Upstairs, the marble chequerboard floor design is a reference to Lutyen’s marble flooring designed for the Viceroy’s House in Delhi. But the concentric timber floor design for the lower ground floor was designed to reflect the ceiling coffers above the floor. These came out really well with the brass trim detail.
What are your top five materials to work with and why?
We always strive to find new materials and different uses for materials on each project so this varies a lot. I’m always excited by a new characterful marble I’ve not seen before. I always try to stay up to date on what all of the fabric houses are producing; this can be very inspiring and, since colour is such a key aspect to our projects, using beautiful fabrics helps to add colour and texture. I regularly look to see what different timber finishes fine furniture makers are using and how these can be used in different ways in our restaurant projects. And, finally, for our flooring we tend to use a lot of fumed and smoked woods which adds a lot of depth.
As a designer, what is your ultimate ambition?
Simple: to create beautiful spaces that stand the test of time.
If not design, what would have been your dream job?
I’m also a musician and I am continually writing music. I was in bands when I was younger, and if I hadn’t become a designer my musical outlet would definitely be my main creative output.
And finally, what’s top of your bucket list?
I’d love to design a complete building and surrounding landscape, from the architecture and grounds to every piece of furniture and fixture in the space. Something that would truly be a representation of my personality. Maybe one day I will achieve this.
THE MAN BEHIND THE FOOD AT JAMAVAR
Of revered culinary pedigree, Rohit Ghai has lead several Indian Michelin starred kitchens including Gymkhana and Benares.
You have already headed up several Indian Michelin starred kitchens; how does the food at Jamavar differ from these?
We are more focused on quirky dishes and excellent techniques; the best ingredients and uncompromising quality ensures a memorable dining experience.
We understand that you spent six weeks in India before opening; can you tell us a little more about how this has impacted on the menu?

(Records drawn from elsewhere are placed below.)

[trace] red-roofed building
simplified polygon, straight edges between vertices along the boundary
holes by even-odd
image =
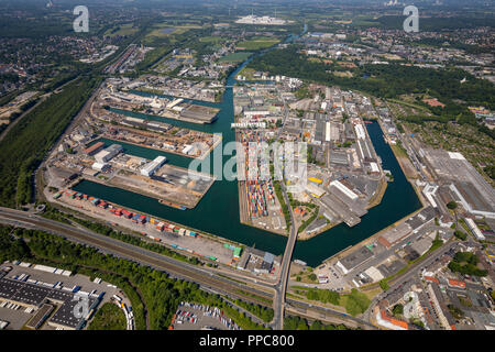
[[[433,276],[425,276],[425,279],[428,280],[428,282],[436,283],[436,284],[440,284],[440,282],[438,280],[438,278],[437,278],[437,277],[433,277]]]
[[[450,287],[465,288],[465,283],[460,282],[459,279],[449,278]]]
[[[409,330],[409,324],[406,321],[398,320],[395,318],[392,318],[387,316],[386,311],[384,309],[377,309],[376,312],[376,321],[382,327],[385,327],[387,329],[392,330]]]

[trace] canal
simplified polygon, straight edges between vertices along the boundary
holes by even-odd
[[[228,77],[226,86],[233,86],[235,84],[238,73],[245,65],[248,65],[251,59],[252,58],[245,61]],[[213,151],[213,154],[215,152],[218,152],[218,148],[221,151],[224,143],[235,140],[234,131],[230,128],[230,123],[233,122],[232,88],[226,88],[222,102],[220,103],[201,101],[195,101],[195,103],[220,108],[221,110],[218,114],[218,119],[211,124],[204,125],[187,122],[185,123],[176,120],[165,120],[160,117],[154,117],[153,119],[158,119],[164,122],[169,122],[175,125],[190,128],[198,131],[222,133],[222,144],[217,146],[217,151]],[[151,119],[150,116],[142,113],[125,112],[125,114]],[[298,241],[293,258],[301,260],[310,266],[317,266],[329,256],[332,256],[350,245],[361,242],[381,229],[420,208],[420,201],[416,196],[413,186],[404,176],[404,173],[391,147],[385,143],[378,123],[374,122],[366,124],[366,128],[373,145],[375,146],[376,153],[382,158],[383,168],[392,172],[394,175],[394,182],[388,185],[382,202],[370,209],[369,213],[362,218],[360,224],[353,228],[349,228],[345,224],[340,224],[308,241]],[[101,139],[101,141],[107,145],[113,143],[112,141],[105,139]],[[148,150],[132,144],[118,143],[123,145],[124,152],[128,154],[146,158],[154,158],[157,155],[165,155],[170,164],[182,167],[188,167],[191,161],[190,158],[180,155],[162,153],[160,151]],[[227,162],[230,157],[230,155],[223,156],[222,165],[224,165],[224,162]],[[213,157],[211,157],[210,162],[212,162],[212,160]],[[219,177],[221,175],[216,176]],[[198,206],[195,209],[186,211],[161,205],[156,199],[150,197],[119,188],[108,187],[89,180],[82,180],[74,187],[74,189],[119,204],[123,207],[136,209],[158,218],[207,231],[232,241],[244,243],[246,245],[255,245],[257,249],[268,251],[274,254],[282,254],[287,242],[286,237],[273,234],[271,232],[240,223],[237,182],[215,182]]]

Jamavar London will showcase a wide array of flavours from across India. On the menu are dishes from the Royal Kitchens of the North alongside succulent options from the shores of the South and include Goat Shammi Kebab, Churchur Paratha, Scallops Bhel and Lobster Neeruli. I have also created some special tasting plates with an innovative twist inspired by my travels through the sub-continent.
How frequently and extensively will your menu change?

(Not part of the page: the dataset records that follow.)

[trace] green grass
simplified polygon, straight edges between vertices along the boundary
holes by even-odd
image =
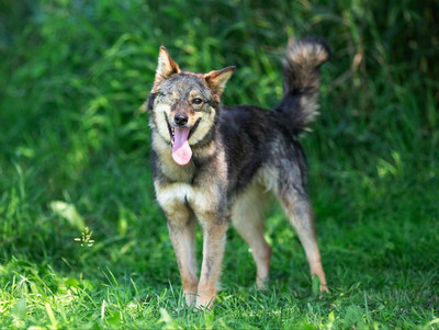
[[[0,328],[438,329],[438,11],[435,1],[0,2]],[[158,47],[183,69],[236,65],[224,103],[271,107],[289,34],[334,49],[322,115],[302,138],[331,293],[313,295],[273,205],[269,289],[255,288],[230,229],[216,306],[180,308],[140,111]]]

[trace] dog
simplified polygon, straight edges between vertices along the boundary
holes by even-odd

I am always focused on seasonal availability and local products so I have decided to make changes every quarter.
Jamavar in Bengaluru has been named among the World’s Top 10 Power Dining Spots by Forbes USA, and Jamavar in Chennai was hand-picked as a ‘delectable’ experience by restaurant critic Fay Maschler, which obviously places enormous pressure on you. What is your ambition for Jamavar London and do you have a plan to achieve this?
Of course, I have my dreams for Jamavar London and I hope it will take Indian cuisine to another level. Right now, we are working hard to deliver the best we can for our guests.
And finally, for a Jamavar first timer, what is on the menu which is simply not to be missed?
I strongly recommend the tasting menu which provides different experiences from right across India.